I doubt it is something that, at least with our current scientific capacities, is easily quantifiable in any objective sense. But judging by the ubiquity these days of benzos and therapists and chamomile tea, I would say it is relatively pervasive.
posted by Lutoslawski at 1:10 PM on December 20, 2012


In my experience it's common but not universal (I agree with threeants sentiments above).

Anecdotally, for the first couple decades of my life I did not experience this. Now I do, to a small degree. It is my fervent hope that this is related to specific things in my life I am currently trying to address and not simply part of growing older, because I do not like it and want it to go away.

I think one can have responsibilities and care about people/things without constant background-level anxiety.
posted by Wretch729 at 1:51 PM on December 20, 2012


Those of us who are over the age of 50 remember that the first several decades of our lives were lived against the background of possible (and at time imminent) nuclear annihilation.

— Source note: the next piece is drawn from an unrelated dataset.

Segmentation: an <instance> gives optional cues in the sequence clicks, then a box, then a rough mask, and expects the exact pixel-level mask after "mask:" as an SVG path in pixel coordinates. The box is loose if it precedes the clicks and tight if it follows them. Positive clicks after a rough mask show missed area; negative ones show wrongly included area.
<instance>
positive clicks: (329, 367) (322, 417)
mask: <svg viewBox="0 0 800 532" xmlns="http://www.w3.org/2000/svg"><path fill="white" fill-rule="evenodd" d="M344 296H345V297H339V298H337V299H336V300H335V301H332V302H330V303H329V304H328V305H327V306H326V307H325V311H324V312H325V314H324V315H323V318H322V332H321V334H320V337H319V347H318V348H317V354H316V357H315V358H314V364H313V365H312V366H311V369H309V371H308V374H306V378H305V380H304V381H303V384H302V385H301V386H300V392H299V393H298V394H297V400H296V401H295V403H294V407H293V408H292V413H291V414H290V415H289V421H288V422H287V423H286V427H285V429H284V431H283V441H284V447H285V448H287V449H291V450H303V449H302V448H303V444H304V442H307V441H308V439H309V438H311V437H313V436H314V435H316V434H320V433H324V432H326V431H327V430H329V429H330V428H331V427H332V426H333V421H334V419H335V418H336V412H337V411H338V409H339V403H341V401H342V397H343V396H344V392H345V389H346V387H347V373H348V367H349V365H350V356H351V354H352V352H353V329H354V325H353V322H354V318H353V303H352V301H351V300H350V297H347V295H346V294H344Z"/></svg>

So, yeah, we've internalized a lot of that shit.
posted by megatherium at 2:57 PM on December 20, 2012


You're not alone, mine has been a constant since childhood. It isn't as bad as it used to be since I've been on anti-depressants, but it's still there. I doubt it'll ever be totally gone because I don't have the coping skills.
posted by deborah at 5:43 PM on December 20, 2012


Yeah. I have it. I've come to believe it to be the result of my ego constantly trying to be the ground of its own being, and constantly failing. It's like trying to chew your own teeth. It will never happen. I am not separate from the world, and neither are you.

I used to think it was the fear of death, but fear of death is what the ego does to prove that it is real. David Loy explained this concept to me. He calls it "Lack."
posted by macinchik at 1:18 AM on December 21, 2012


After my first week-long silent meditation retreat, I realized that for the first time in my life I didn't feel this. I've found that since that retreat the anxiety will sometimes creep back a bit, especially when I'm not taking good care of myself, but it always feels less substantial than it used to.